La tragedia de haber ido a la cancha y no haberlo visto
La fatal historia de haber sido uno de los privilegiados espectadores del partido River-Polonia y haberse perdido el mejor gol de todos los tiempos del fútbol de verano.
La foto de LA CAPITAL, publicada en su edición del 10 de febrero de 1986, con una inscripción que ya anticipaba que era un gol para la perpetuidad.
Por Fernando del Rio
En febrero del ‘86 tenía 13 años y me gustaba el fútbol mucho más que ahora que tengo 45. Me ilusionaba jugarlo y soñaba alguna vez con hacerlo en el Mundialista, con gente, con hinchada. Pero mientras tanto debía conformarme con mirar a los mejores hacerlo por mí. No era poco, mucho menos si los podía ver de cerca, gratis y hasta ganando mis primeros pesos. Por eso, con mi hermano y mis amigos, esperábamos con agitación los torneos de verano y por eso nos anotábamos como acomodadores.

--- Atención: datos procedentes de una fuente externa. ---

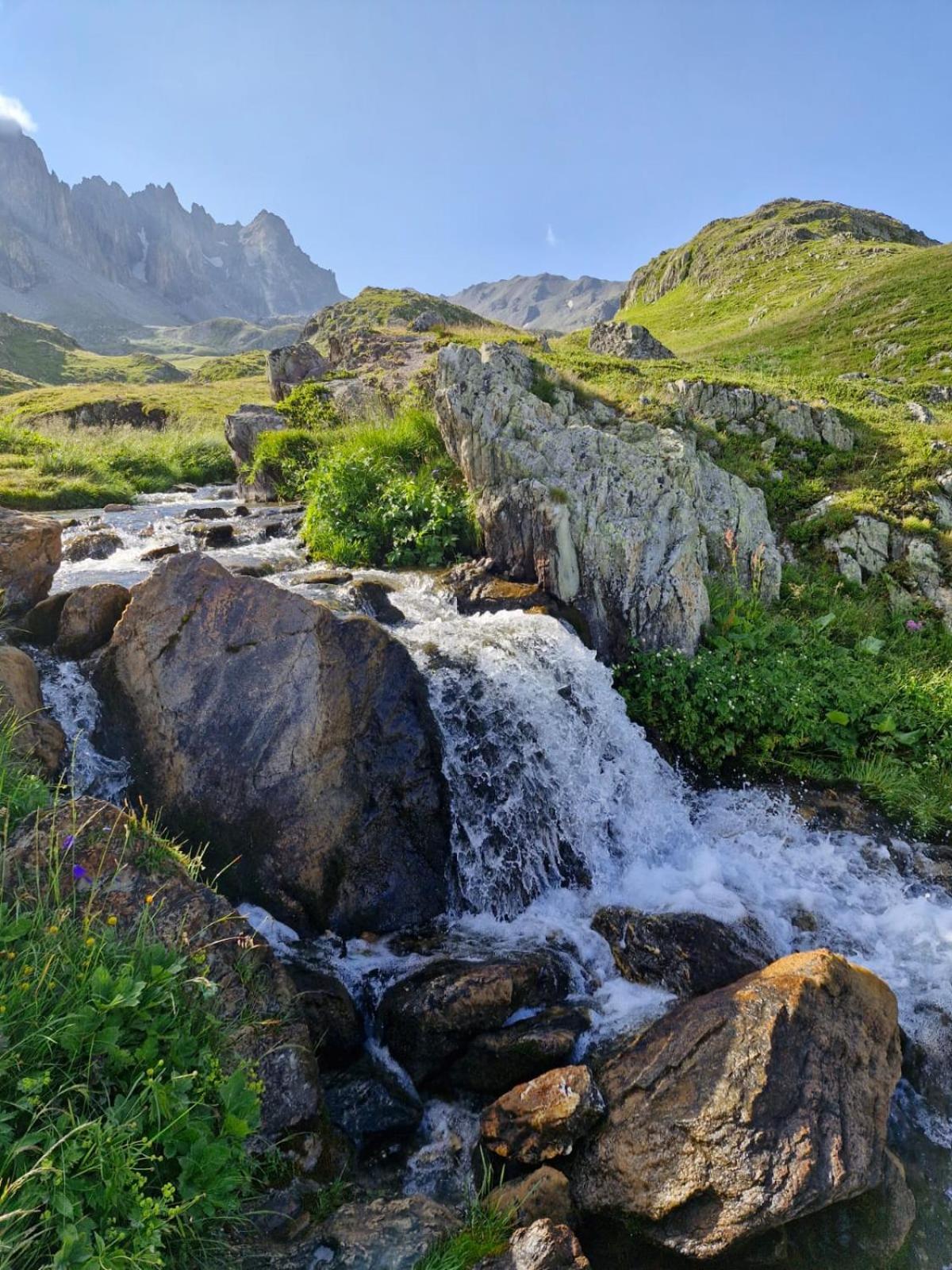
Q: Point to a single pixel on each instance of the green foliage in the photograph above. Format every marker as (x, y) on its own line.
(831, 687)
(387, 495)
(122, 1119)
(310, 406)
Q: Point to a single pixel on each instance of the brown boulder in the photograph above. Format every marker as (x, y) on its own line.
(31, 549)
(747, 1108)
(543, 1118)
(687, 952)
(89, 618)
(301, 742)
(40, 738)
(121, 867)
(428, 1019)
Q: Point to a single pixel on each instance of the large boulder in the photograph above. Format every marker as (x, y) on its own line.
(621, 340)
(114, 867)
(625, 525)
(292, 365)
(89, 618)
(31, 550)
(298, 741)
(748, 1108)
(543, 1118)
(40, 740)
(687, 952)
(429, 1019)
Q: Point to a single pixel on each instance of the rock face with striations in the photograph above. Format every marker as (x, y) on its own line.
(620, 520)
(621, 340)
(31, 549)
(748, 1108)
(295, 740)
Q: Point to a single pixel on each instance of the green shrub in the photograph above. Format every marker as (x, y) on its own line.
(848, 692)
(124, 1124)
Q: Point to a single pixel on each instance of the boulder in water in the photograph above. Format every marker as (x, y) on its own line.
(89, 618)
(624, 522)
(31, 550)
(543, 1118)
(748, 1108)
(40, 738)
(301, 742)
(687, 952)
(428, 1019)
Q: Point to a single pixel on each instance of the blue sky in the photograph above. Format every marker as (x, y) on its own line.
(441, 143)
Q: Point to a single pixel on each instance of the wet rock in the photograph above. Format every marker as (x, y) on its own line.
(543, 1193)
(42, 622)
(160, 552)
(295, 364)
(384, 1235)
(40, 740)
(89, 618)
(121, 869)
(428, 1019)
(368, 1104)
(497, 1060)
(687, 952)
(31, 550)
(543, 1118)
(624, 529)
(543, 1246)
(330, 1014)
(298, 741)
(374, 600)
(94, 545)
(621, 340)
(747, 1108)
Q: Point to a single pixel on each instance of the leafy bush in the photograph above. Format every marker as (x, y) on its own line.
(847, 694)
(310, 406)
(122, 1122)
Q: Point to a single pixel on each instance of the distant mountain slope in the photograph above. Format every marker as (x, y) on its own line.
(803, 286)
(546, 302)
(101, 264)
(36, 353)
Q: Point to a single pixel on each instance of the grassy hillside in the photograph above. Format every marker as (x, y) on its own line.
(46, 465)
(44, 355)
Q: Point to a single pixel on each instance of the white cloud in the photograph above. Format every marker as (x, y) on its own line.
(13, 111)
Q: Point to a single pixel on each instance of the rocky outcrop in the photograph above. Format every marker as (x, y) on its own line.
(621, 340)
(543, 1119)
(31, 550)
(89, 618)
(113, 865)
(295, 740)
(40, 740)
(543, 1246)
(292, 365)
(624, 522)
(739, 408)
(382, 1235)
(687, 952)
(429, 1019)
(747, 1108)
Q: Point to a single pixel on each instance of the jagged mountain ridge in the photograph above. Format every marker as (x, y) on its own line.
(543, 302)
(102, 264)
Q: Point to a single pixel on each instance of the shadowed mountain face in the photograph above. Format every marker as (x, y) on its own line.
(546, 302)
(101, 264)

Aquella noche nadie podía presumir gloria ni leyenda. Apenas era un partido más. Ni siquiera era un Superclásico. Jugaban River y la selección polaca, que ya no era la de Lato. La expectativa mía, supongo, era un partido de poca recompensa. En los bolsillos. En el juego, con aquel River siempre algo había para ver. Claro que con el extraño y entonces inimaginable escenario de tribunas con hinchas de un solo equipo, todo se atenuaba. ¿Con cuánto fervor podía gritar un delantero los goles de ese partido? ¿De dónde nacerían las emociones?
Mi sector de “trabajo” era el que hoy ya no se utiliza, ese en la platea descubierta central, debajo del pebetero, ese que desde hace unos años lo vació la grieta entre los violentos. A las siete ya estábamos ahí, vestidos con un uniforme cedido por la empresa Recova que era un jogging blanco al que mi vieja le había cosido un bolsillo interno para que guardara la propina. Habíamos llegado en la chata del padre de mi hoy colega Marcelo Marcel y ya sabíamos que nos pasaba a buscar después. Después…
No recuerdo si hubo gente -parece que sí-, si hubo propina, si hubo partido preliminar que nos ayudara a que la espera no fuera tan tediosa. Tampoco recuerdo nada de River, ni de Polonia. Ni los goles, ni la hinchada, ni ese saco celeste del Bambino. La memoria es así de canalla, tan fresca con los malos recuerdos y tan nebulosa con los buenos. Lo que sí recuerdo es que, como en todos los partidos, a falta de 10 minutos mi hermano -mayor- me dijo que fuéramos yendo.
-Vamos yendo.
Al rodear las tribunas, de camino a la salida Sur, cada tanto relojeábamos entre la gente y así vimos el tercero de River. De Francescoli, que ni lo gritó y salió apurado a la mitad de cancha. Tan apurado como nosotros. Esperamos unos minutos a que nos dejaran salir y fuimos hasta la chata. En el camino el estadio gritó otro gol. El de Centurión.
En la camioneta nos esperaba el padre y el hermano de Marcelo Marcel. El, fanático de River, no estaba. “Se vuelve con el Hugo. Vamos”, dijo y arrancó el motor. Las convulsiones de la Rastrojera se mezclaron con el estruendoso bramido del estadio. “Se lo ganó River”, dijo alguien en el colmo de la obviedad. Tal vez fui yo y también tal vez me consolé anhelando que el gol haya sido de chiripa, de rebote, en orsai. Uno de esos que no valieran la pena de habérselo perdido.